Ainda bem que assim foi, porque a sequência que se segue inclui “Mountains”, “In The Name Of Wee Man”, “Flammable”, a sentir-se em casa, “That Golden Rule” e “Many Of Horror”. É um testemunho à criativade eclética dos Biffy Clyro que possam incluír singles atrás de singles e não causar saturação.
A banda despede-se do palco. Sabemos que há encore e por isso não nos preocupamos e agradecemos o tempo para recuperar o folgo. Devíamos, também, nestes momentos, agradecer aos técnicos de som e aos profetas responsáveis pelo Coliseu. Não sabemos o que está a acontecer áquela hora na MEO Arena – Deus queira que seja uma qualquer festa de natal corporativa para dar expiação a colaboradores e convencê-los de que são felizes para repetirem tudo mais um ano-, mas ainda bem que temos os Biffy Clyro aqui. Para uma banda que vive do peso que o baixo acrescenta ao som é preciso um espaço que lhes faça justiça.
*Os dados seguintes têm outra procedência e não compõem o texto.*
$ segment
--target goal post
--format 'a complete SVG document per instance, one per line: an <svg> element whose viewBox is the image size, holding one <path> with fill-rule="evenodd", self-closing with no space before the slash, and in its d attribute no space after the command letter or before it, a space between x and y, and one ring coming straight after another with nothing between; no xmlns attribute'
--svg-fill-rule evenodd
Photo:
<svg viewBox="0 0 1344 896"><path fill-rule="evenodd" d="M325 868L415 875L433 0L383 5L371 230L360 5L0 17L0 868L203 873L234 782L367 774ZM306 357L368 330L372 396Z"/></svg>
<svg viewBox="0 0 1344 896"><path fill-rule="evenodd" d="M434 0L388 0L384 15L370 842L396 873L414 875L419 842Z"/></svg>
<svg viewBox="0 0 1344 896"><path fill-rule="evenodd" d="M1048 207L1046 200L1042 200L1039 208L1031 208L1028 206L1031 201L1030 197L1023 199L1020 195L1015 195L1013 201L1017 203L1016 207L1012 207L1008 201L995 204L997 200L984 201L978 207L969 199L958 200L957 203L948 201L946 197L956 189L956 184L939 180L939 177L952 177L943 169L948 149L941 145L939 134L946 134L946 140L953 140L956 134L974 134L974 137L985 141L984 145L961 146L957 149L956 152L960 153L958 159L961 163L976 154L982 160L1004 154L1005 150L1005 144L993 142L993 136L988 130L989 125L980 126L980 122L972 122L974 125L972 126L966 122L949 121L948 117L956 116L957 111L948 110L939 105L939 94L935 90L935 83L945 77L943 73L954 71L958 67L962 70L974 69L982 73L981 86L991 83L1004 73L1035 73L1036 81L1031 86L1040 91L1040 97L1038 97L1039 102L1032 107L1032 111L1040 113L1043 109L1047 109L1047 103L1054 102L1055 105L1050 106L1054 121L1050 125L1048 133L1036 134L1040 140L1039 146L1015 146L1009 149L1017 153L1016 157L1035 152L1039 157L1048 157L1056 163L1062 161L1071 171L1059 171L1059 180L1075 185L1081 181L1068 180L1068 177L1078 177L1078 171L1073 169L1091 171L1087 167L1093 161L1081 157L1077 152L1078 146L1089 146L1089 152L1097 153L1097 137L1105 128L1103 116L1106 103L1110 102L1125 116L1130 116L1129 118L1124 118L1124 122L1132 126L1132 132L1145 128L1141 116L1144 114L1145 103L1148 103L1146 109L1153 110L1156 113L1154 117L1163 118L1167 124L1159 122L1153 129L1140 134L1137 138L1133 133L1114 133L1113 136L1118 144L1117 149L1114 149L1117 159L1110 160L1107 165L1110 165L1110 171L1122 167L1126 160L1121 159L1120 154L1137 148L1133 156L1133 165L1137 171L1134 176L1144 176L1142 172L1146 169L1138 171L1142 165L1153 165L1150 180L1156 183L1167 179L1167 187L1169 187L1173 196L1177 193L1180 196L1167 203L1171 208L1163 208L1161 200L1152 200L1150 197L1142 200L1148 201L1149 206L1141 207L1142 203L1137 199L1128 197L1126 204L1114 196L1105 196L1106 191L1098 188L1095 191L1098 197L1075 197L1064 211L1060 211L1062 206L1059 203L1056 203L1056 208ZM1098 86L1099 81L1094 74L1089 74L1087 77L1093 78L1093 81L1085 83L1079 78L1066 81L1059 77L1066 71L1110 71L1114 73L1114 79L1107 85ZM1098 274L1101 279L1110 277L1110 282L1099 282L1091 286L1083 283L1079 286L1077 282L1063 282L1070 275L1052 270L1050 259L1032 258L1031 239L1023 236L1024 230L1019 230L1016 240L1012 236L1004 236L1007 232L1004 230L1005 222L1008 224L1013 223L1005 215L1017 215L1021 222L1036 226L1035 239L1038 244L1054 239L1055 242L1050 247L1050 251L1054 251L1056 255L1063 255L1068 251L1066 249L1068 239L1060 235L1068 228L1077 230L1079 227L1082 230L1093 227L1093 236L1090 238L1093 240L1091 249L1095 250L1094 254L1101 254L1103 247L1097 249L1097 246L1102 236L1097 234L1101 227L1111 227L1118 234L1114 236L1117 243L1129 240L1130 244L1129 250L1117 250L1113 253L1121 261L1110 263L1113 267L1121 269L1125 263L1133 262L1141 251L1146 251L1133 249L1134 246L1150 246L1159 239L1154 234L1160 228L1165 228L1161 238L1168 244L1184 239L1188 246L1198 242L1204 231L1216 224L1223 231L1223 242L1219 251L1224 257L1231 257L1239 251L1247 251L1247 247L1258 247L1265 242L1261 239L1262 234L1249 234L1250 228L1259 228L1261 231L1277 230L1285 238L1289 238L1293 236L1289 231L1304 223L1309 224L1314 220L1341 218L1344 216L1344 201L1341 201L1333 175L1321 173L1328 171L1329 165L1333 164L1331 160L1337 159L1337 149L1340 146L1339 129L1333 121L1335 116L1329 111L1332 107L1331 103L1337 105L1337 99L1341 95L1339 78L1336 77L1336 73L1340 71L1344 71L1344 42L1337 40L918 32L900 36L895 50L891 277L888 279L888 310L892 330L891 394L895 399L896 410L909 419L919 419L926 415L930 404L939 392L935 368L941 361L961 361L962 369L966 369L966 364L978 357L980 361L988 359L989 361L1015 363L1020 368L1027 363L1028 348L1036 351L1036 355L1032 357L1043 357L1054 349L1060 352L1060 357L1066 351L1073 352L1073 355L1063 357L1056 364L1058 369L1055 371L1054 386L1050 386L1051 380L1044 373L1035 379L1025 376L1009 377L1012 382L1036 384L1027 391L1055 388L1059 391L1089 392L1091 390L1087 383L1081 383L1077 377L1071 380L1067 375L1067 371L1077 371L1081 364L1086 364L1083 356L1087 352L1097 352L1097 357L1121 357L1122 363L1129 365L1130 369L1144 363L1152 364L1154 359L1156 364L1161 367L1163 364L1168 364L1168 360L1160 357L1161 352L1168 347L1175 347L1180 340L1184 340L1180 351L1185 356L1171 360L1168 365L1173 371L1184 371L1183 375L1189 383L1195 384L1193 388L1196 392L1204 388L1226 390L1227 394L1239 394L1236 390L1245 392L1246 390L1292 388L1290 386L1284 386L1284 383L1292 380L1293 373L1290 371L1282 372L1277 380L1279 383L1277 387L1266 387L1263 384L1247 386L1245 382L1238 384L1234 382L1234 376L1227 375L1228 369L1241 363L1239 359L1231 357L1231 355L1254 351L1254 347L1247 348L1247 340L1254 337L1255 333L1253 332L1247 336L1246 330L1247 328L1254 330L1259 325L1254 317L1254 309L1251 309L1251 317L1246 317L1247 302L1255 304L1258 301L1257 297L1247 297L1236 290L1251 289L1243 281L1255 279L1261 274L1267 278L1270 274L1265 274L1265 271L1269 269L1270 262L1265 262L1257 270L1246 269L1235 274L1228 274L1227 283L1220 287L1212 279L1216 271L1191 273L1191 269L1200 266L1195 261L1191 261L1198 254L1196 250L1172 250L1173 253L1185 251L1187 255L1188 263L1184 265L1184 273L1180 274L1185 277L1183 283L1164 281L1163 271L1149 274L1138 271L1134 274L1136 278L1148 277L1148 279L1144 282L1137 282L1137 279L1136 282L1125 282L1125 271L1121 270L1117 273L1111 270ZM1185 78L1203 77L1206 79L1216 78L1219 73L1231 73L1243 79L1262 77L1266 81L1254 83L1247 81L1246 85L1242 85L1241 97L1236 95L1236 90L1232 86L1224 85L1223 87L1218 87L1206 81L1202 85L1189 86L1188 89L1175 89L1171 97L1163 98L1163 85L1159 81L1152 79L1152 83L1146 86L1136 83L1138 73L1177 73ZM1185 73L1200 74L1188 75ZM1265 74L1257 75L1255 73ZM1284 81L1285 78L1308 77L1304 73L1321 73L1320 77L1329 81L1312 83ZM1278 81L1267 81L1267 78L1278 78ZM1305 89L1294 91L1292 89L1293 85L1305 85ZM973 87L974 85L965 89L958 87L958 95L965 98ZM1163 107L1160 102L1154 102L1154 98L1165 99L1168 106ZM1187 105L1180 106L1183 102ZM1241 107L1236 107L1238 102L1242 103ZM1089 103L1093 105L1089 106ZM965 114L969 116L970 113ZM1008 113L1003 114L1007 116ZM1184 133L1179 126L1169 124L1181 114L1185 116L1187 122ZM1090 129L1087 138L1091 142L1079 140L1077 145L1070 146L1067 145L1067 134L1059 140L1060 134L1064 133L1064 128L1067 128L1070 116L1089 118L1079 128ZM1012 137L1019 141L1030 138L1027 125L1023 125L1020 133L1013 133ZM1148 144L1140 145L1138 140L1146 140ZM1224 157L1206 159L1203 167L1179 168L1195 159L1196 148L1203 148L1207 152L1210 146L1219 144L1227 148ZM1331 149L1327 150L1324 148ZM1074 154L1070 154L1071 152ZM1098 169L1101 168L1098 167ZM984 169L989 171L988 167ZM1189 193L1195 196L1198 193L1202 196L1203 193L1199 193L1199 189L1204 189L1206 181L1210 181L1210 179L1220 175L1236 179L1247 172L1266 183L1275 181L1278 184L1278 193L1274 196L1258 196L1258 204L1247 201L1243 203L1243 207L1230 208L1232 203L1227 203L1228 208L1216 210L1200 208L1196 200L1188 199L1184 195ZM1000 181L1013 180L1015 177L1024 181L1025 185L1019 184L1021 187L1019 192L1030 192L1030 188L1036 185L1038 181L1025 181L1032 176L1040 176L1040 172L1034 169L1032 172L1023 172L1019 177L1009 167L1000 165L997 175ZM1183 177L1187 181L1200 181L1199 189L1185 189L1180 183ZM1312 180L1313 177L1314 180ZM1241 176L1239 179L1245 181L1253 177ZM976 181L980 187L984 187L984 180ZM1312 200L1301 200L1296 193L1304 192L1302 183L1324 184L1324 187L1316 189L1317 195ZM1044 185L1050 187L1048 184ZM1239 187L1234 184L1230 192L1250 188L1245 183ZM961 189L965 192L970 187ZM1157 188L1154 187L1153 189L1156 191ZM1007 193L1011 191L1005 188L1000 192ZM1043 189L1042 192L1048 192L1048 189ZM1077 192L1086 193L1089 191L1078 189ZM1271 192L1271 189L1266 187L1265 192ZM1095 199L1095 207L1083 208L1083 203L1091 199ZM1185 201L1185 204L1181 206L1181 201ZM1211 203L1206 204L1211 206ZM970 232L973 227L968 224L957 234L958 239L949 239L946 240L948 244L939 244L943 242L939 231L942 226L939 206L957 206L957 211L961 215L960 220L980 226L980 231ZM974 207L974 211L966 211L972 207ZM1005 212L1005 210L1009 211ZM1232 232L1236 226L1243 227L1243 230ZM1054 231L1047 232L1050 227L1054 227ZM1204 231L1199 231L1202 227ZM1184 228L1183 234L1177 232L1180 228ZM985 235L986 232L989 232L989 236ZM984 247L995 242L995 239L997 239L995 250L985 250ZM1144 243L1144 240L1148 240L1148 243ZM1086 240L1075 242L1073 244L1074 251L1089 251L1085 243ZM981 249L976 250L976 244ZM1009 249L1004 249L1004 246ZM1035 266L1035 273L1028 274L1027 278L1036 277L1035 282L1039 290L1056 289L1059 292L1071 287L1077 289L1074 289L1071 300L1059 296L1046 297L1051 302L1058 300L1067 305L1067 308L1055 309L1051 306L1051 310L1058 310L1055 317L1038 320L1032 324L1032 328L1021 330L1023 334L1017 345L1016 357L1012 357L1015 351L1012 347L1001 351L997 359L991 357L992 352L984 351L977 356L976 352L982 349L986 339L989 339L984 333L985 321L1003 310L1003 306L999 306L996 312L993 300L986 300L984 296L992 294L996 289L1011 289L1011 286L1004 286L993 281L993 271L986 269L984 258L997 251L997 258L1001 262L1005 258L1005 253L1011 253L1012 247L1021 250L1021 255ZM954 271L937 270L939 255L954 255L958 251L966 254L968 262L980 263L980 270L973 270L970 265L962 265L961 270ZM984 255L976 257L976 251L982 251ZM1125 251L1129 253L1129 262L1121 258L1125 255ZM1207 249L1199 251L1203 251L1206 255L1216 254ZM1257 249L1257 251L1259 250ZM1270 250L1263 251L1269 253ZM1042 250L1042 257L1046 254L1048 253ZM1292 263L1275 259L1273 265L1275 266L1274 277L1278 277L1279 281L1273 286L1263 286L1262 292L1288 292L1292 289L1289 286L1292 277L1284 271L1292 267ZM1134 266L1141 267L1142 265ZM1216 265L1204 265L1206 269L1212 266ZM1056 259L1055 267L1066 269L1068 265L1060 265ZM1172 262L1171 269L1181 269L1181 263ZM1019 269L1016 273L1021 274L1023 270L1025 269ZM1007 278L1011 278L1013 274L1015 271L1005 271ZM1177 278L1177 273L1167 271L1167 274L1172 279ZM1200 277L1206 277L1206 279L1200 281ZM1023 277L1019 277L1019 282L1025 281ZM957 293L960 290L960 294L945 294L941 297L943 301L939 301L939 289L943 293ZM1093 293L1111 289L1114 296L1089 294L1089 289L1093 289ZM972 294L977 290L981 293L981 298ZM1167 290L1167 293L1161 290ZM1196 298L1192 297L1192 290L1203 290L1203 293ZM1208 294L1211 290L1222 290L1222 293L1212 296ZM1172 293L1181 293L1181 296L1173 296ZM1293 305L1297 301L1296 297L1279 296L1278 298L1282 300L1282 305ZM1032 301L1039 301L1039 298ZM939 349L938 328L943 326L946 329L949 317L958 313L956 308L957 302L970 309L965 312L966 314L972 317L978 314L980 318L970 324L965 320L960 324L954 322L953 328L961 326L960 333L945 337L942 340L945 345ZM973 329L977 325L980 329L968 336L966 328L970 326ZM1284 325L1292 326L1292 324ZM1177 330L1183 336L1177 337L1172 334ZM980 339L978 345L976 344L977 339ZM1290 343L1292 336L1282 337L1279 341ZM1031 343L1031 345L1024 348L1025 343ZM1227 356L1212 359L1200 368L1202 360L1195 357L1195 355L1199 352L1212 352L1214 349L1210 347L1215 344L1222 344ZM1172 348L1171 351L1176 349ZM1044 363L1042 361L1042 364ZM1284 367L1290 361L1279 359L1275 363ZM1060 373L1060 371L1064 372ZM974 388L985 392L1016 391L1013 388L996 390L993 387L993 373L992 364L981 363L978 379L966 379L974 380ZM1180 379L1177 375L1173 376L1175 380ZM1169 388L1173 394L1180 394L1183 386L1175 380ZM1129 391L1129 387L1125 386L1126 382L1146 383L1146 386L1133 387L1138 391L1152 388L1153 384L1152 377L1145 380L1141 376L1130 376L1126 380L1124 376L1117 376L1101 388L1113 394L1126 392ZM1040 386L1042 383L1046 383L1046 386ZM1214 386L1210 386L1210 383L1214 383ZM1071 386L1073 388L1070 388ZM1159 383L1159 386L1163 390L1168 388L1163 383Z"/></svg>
Obrigado, agora de volta ao concerto.
“Machines” é, sem reservas, o momento da noite. Explicável? Talvez, mas não por nós que fomos apanhados de surpresa. Só podemos garantir que fomos os únicos. Percebe-se pela emoção palpável a escolha deste tema dar o mote a um encore que preludia o fim da noite.
Não ouvimos a banda falar muito, mas, do que ouvimos, retivémos a vontade que já tinham de voltar a Portugal. Entre “Animal Style” e a avalanche que é “Stingin’ Belle” há direito a promessa: “ não vamos demorar tanto até à próxima vez.” Palmas e ovações. A banda lança-se num último momento de caos concertado e os presentes repetem a deixa antes do adeus: “WE ARE BIFFY – FUCKING – CLYRO!”.
Ficamos a pensar na frase enquanto os ânimos acalmam. Por esta altura, é díficil dizer quem são os Biffy Clyro. A banda está numa fase da carreira que, tal como a outros grupos antes deles, se ouvem vozes que os acusam de serem demasiado pop e comerciais. Faz parte. E acima de tudo, não interessa. Enquanto a banda souber quem é, pela nossa parte, só nos interessa saber que ao vivo fazem crentes de qualquer um.